Альберто стоит неподвижно, прямо, настороженно, приклеив руку к берету, а щуплый офицер, расплывчатый в тумане, тоже не движется и не снимает с пояса рук.
– Разрешите спросить совета, сеньор лейтенант, – говорит Альберто. «Может, сказать, что живот болит, помираю, надо принять аспирину, или что мама при смерти, или что ламу подстрелили, может, его попросить: „Разрешите по личному вопросу"».

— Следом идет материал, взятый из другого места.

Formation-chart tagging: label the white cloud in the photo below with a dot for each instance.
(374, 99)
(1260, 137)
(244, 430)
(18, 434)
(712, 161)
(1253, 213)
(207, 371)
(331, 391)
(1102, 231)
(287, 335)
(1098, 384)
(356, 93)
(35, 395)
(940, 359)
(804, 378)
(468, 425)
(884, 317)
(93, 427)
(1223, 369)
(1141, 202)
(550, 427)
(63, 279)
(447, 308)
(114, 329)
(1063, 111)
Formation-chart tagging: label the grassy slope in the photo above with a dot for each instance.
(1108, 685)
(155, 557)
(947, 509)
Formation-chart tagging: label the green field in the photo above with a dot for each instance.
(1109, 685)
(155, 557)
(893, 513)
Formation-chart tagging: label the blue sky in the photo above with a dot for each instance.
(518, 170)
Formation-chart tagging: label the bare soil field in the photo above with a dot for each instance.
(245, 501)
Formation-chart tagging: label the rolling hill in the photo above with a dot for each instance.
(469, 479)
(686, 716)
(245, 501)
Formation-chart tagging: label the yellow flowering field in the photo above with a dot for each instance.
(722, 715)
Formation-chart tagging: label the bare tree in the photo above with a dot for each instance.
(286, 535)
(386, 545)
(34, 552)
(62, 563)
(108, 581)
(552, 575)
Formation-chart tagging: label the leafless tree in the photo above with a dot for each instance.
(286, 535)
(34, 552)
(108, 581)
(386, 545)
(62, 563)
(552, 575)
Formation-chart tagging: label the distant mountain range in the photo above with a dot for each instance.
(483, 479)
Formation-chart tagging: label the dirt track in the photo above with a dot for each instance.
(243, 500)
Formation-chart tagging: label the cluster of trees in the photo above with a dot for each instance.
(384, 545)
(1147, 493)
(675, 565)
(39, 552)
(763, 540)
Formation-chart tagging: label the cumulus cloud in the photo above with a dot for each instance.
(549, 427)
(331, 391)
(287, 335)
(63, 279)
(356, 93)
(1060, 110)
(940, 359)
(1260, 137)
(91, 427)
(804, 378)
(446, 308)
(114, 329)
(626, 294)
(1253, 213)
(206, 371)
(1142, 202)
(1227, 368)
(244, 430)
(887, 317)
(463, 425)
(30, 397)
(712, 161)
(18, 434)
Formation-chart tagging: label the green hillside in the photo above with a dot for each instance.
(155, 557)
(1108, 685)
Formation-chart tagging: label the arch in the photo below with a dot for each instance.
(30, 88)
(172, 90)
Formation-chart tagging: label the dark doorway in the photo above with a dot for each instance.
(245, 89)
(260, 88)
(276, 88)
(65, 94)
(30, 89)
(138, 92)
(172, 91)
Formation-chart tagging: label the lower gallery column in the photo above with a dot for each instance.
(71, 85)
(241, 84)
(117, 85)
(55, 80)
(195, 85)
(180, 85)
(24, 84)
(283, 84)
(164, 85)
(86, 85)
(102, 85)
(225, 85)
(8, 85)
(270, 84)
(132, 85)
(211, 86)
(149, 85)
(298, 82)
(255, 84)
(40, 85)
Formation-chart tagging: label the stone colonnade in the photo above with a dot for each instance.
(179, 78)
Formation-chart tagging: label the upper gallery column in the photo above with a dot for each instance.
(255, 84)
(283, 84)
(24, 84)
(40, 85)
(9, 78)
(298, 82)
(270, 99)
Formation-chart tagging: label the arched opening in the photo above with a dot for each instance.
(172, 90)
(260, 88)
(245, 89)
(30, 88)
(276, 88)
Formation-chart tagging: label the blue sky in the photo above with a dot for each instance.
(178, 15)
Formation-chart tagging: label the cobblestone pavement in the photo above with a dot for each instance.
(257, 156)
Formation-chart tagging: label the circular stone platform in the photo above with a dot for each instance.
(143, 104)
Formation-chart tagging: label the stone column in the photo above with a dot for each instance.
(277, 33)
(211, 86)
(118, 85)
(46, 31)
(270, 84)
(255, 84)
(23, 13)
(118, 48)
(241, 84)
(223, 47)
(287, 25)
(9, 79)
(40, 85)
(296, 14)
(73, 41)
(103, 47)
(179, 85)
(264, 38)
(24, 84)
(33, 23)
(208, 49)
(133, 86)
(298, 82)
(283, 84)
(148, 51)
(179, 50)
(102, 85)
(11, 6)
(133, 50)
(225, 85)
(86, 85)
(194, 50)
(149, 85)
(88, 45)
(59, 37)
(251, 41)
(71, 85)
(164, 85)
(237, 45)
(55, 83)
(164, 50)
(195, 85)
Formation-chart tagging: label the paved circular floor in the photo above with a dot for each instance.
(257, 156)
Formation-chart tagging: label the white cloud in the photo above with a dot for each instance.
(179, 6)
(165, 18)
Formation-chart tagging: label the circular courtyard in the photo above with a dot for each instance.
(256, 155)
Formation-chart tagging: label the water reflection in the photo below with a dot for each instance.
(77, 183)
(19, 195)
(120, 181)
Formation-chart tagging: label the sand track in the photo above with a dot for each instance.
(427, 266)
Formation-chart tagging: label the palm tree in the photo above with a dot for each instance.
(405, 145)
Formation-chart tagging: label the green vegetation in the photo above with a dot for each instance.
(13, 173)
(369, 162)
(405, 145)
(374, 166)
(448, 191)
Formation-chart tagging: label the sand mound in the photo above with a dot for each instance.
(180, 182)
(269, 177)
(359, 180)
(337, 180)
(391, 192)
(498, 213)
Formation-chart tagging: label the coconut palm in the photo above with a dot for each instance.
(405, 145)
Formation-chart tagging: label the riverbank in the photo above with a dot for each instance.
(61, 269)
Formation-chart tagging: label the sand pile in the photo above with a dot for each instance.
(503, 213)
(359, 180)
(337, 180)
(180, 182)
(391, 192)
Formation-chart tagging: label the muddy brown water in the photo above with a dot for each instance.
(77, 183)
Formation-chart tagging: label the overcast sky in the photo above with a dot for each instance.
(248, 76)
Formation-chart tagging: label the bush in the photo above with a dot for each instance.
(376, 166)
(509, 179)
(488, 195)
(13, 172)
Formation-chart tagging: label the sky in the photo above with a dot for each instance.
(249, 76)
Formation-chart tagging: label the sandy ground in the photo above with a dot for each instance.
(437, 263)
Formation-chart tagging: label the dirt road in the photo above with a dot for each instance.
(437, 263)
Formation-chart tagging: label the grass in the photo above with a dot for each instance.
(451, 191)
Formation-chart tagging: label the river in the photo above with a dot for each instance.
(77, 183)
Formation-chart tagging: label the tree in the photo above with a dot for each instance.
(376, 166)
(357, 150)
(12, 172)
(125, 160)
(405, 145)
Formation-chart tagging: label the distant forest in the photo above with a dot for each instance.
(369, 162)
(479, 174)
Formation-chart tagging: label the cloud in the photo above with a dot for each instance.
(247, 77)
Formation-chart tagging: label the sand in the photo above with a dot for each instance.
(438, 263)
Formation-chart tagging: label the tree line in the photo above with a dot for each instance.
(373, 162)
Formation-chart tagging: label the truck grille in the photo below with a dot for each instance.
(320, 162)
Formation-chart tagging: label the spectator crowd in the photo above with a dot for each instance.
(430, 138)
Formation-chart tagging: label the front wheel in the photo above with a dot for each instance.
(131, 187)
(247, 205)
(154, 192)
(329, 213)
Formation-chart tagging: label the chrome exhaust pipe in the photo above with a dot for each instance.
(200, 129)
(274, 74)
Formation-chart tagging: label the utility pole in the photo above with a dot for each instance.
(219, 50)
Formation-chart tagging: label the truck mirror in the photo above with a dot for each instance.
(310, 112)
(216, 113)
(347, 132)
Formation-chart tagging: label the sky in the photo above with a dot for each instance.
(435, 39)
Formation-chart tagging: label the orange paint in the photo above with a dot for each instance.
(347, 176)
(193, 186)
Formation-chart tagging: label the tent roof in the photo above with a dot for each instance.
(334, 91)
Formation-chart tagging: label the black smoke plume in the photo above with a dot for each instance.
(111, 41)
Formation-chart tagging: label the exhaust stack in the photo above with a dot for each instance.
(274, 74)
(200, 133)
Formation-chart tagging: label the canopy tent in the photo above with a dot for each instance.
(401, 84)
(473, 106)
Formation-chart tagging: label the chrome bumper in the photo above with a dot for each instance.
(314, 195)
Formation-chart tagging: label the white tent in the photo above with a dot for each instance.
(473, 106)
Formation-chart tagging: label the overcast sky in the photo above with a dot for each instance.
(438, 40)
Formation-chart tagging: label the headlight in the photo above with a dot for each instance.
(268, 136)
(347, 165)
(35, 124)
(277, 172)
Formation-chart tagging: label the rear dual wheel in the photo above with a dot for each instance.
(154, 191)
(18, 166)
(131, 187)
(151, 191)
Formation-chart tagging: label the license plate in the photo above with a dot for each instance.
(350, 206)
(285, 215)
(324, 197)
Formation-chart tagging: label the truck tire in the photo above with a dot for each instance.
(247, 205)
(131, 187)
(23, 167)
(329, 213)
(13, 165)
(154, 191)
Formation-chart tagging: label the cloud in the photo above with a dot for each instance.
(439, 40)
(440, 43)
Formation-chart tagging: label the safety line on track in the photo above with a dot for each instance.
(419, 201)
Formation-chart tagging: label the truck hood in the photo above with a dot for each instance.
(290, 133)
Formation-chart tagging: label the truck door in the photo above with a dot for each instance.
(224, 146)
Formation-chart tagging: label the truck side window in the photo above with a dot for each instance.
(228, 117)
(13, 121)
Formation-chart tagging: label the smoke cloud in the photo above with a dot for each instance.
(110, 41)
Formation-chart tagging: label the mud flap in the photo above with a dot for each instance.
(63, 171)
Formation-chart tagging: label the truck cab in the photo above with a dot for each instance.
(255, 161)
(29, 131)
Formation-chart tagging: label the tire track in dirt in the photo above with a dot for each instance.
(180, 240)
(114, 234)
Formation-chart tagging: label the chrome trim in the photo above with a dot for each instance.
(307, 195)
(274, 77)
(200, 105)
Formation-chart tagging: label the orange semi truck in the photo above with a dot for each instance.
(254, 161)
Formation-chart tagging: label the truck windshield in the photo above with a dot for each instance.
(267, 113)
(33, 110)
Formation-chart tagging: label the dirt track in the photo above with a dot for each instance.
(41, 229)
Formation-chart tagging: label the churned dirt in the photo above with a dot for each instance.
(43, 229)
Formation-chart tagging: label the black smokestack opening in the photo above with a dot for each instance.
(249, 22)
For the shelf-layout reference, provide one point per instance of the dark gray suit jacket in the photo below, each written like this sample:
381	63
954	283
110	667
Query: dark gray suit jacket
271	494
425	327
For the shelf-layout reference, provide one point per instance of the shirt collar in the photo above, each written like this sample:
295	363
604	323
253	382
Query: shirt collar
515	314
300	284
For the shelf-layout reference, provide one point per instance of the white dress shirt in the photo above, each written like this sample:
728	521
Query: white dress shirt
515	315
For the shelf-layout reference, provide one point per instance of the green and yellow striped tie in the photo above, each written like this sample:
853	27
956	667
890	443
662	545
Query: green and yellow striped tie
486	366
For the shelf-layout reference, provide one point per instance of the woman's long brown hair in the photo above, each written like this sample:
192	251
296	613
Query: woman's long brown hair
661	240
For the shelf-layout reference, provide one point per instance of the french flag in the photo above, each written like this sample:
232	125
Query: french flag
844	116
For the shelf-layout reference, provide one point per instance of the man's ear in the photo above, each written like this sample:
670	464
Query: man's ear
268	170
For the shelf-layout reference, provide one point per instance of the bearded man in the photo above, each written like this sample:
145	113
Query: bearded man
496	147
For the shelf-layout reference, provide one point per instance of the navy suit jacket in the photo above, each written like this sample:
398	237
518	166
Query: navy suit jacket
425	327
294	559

– У меня вопрос, – вытягивается в струнку Альберто. «…скажу, у меня папа генерал, контр-адмирал, маршал, если меня накажете, так и будете сидеть в лейтенантах, и еще можно…» – Сугубо личный. – Он минуту колеблется, потом врет: – Полковник говорил, что можно спрашивать у офицеров. Про личные дела.
– Имя, фамилия, взвод, – говорит лейтенант. Он опустил руки – теперь он еще ниже, еще невзрачней, – шагнул вперед, и Альберто видит совсем рядом острый носик, жабьи глаза, насупленные брови, всю его круглую мордочку, искаженную гримасой, которая должна выражать непреклонность, а выражает разве что напыщенность. Так он морщится, когда назначает наказание собственного изобретения по жребию: «Взводные, влепите-ка по шесть штрафных каждому третьему и седьмому».
[2] Один из районов Лимы.
[3] Большой город на севере Перу.
[4]Соль – денежная единица Перу. Один соль равен ста сентаво.
[5] Аристократический район в северной части Лимы.